Mais le plus glaçant demeure sans doute l'existence d’un système baptisé Habsora (« l’Évangile »), capable de générer automatiquement des cibles militaires en ne laissant aux opérateurs humains qu’un délai de 20 secondes pour valider une frappe [source : Washington Post]. Une guerre algorithmique où la vie humaine est réduite à une équation. Résultat ? Plus de 47 000 morts à Gaza, selon des chiffres rapportés par des ONG locales et relayés par Al Jazeera (source).
La complicité technologique va plus loin : selon le New York Times, des algorithmes de reconnaissance faciale développés par la société israélienne Corsight AI, en partie nourris par des données issues de Google Photos, auraient servi à identifier des cibles humaines à partir d’images de mauvaise qualité. Trois officiers israéliens ont confirmé l'utilisation de ces outils sur le terrain, bien que Google continue de nier toute implication directe dans ces dérives.
Quand certains salariés de Google s’indignent – à l’image de la coalition No Tech for Apartheid – ils sont sanctionnés sans ménagement : plus de 50 employés ont été suspendus ou licenciés pour avoir osé dénoncer cette complicité silencieuse. Un climat de terreur interne, reflet d’une volonté implacable de museler toute éthique dans les rangs de l’entreprise.

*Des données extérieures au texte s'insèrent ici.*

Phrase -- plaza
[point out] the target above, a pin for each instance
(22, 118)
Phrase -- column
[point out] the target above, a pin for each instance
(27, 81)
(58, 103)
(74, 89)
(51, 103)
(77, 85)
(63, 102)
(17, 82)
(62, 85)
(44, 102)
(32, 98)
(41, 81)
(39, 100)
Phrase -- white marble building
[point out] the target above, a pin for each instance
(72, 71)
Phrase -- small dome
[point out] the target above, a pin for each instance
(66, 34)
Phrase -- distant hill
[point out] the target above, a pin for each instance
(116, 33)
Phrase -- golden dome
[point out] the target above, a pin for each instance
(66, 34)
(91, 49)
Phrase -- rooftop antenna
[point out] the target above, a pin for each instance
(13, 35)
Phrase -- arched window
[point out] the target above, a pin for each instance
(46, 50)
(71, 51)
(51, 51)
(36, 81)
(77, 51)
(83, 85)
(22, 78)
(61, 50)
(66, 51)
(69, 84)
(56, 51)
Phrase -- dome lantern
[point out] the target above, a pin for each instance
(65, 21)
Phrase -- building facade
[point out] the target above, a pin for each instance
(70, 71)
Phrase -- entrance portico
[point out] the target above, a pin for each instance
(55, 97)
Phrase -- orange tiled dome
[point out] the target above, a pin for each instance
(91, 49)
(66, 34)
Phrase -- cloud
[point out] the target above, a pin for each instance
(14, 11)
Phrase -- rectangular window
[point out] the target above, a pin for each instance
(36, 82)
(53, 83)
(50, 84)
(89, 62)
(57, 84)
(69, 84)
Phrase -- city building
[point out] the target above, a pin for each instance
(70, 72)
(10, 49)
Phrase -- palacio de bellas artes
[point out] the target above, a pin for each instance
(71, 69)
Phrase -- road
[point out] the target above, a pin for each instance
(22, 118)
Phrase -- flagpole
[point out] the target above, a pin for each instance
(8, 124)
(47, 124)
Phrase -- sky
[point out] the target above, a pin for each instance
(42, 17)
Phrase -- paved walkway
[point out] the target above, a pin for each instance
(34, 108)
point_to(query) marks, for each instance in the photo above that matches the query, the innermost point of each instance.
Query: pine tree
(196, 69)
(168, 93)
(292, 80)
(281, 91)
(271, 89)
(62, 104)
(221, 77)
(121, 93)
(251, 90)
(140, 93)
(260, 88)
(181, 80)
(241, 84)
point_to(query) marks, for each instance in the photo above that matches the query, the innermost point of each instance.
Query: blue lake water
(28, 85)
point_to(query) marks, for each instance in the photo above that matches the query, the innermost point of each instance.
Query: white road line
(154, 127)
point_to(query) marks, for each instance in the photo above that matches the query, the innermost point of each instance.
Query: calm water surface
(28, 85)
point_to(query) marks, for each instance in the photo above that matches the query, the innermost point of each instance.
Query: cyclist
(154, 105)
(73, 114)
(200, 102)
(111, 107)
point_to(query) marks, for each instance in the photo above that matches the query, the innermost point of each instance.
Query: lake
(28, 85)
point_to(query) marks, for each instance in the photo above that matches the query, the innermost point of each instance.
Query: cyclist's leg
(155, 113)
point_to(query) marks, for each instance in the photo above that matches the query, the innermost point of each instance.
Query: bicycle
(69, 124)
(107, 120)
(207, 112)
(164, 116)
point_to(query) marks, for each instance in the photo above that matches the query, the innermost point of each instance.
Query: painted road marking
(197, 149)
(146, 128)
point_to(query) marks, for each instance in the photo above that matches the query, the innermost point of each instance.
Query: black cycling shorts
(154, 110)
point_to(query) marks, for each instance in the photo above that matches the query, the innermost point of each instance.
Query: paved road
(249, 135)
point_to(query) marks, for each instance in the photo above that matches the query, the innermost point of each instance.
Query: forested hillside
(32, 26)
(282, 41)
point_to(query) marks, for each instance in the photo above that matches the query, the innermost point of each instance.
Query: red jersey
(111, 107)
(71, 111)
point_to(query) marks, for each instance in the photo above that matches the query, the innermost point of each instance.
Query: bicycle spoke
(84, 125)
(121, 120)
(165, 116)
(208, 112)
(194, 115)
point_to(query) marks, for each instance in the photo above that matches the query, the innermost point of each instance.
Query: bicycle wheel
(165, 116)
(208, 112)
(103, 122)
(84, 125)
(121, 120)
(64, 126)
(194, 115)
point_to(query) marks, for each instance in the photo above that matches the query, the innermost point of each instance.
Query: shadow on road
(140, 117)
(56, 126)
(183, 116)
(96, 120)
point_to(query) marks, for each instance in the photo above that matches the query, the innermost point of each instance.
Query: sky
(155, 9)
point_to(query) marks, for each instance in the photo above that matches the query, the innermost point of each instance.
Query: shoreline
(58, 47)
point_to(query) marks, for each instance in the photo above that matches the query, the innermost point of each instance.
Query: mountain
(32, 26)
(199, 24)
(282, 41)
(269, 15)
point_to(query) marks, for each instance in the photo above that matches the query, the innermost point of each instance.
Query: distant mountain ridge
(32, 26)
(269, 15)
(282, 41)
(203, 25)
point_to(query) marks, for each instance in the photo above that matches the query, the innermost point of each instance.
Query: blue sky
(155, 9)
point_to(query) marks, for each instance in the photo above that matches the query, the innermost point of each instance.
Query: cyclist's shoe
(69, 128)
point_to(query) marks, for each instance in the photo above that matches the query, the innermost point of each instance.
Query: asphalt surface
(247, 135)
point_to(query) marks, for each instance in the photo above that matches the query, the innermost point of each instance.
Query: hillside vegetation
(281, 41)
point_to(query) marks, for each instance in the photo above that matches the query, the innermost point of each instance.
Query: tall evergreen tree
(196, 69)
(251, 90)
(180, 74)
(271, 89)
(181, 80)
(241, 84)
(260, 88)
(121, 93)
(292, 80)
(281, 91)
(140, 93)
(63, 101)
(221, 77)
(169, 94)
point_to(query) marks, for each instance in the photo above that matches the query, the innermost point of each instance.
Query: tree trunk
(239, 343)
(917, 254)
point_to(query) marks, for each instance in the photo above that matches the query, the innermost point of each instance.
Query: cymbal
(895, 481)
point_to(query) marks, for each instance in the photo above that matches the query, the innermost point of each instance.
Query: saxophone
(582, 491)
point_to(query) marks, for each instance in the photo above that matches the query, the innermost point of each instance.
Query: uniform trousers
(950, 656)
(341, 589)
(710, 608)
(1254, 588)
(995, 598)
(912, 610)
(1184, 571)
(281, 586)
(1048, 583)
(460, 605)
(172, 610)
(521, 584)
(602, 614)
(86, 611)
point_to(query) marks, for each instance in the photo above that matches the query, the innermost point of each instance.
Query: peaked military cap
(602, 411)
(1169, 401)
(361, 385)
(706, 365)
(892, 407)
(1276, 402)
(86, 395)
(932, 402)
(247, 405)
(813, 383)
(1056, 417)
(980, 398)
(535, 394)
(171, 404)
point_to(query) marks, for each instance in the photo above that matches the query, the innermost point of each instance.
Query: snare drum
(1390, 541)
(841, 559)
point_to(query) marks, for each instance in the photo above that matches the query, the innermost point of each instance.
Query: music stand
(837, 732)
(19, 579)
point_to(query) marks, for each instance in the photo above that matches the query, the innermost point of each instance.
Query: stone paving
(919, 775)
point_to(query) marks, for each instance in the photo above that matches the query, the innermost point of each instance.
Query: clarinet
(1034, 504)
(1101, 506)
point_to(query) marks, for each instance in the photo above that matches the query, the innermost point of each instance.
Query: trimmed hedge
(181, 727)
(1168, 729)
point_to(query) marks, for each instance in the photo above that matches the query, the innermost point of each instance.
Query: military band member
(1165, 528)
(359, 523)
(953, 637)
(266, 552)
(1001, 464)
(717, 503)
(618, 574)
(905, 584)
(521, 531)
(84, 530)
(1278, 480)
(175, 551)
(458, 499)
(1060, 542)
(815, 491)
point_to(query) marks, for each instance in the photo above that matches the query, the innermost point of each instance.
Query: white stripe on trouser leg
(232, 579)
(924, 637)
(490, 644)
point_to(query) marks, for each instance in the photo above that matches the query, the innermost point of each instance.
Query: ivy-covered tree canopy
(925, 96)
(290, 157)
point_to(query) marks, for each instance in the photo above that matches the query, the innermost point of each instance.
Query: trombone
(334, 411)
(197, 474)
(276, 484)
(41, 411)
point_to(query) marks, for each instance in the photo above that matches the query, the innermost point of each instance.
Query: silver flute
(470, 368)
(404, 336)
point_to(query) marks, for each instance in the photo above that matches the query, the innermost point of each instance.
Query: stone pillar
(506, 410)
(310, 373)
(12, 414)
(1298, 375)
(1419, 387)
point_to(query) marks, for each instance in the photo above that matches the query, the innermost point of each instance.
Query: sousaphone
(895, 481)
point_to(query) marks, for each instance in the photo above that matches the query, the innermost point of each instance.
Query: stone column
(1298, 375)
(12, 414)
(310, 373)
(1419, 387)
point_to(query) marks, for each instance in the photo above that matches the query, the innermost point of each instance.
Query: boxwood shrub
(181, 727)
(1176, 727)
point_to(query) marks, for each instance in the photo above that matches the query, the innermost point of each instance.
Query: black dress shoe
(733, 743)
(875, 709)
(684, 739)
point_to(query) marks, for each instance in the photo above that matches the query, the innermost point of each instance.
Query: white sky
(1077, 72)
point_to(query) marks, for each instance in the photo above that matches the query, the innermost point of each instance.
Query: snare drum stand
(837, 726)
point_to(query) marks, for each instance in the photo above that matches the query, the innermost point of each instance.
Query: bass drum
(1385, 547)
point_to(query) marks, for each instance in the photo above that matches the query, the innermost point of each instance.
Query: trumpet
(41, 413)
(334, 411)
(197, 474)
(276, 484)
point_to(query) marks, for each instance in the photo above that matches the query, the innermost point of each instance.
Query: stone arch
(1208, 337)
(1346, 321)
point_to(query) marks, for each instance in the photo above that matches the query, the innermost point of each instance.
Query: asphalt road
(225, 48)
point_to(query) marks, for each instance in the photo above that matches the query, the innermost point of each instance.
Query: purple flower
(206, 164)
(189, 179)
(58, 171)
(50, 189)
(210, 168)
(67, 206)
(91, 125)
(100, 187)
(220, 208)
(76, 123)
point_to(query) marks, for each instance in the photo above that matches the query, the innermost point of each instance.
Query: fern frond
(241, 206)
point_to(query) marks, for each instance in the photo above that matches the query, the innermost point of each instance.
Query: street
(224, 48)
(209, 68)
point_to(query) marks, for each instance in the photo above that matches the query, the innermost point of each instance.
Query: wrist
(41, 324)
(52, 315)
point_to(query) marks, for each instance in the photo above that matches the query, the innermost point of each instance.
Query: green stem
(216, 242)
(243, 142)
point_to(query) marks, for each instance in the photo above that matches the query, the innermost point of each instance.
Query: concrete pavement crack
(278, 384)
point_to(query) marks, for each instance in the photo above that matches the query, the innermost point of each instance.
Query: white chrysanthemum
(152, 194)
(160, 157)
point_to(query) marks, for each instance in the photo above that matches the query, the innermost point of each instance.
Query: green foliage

Et Google n’est pas seul. Meta, maison-mère de Facebook, est également pointée du doigt. Selon une enquête publiée par +972 Magazine, un système interne surnommé “Where’s daddy?” aurait été utilisé pour identifier les proches de combattants présumés, avec pour conséquence directe des frappes sur des familles entières.
Face à de telles révélations, une question brûlante s’impose : combien de civils doivent encore périr avant que les géants de la tech soient tenus responsables ? La neutralité technologique est un mythe. Lorsqu’elle sert un État engagé dans des opérations que nombre d’experts juridiques et humanitaires qualifient de génocidaires, la technologie cesse d’être un outil pour devenir une arme.
Il ne suffit plus de clamer qu’on ne « fait pas le mal ». Permettre qu’il se produise, ou pire, l’optimiser, c’est en être complice. Il est temps d’ouvrir les yeux, de nommer les responsabilités, et d’exiger des limites éthiques claires. L’humanité ne peut être sacrifiée sur l’autel du profit et de l’innovation aveugle.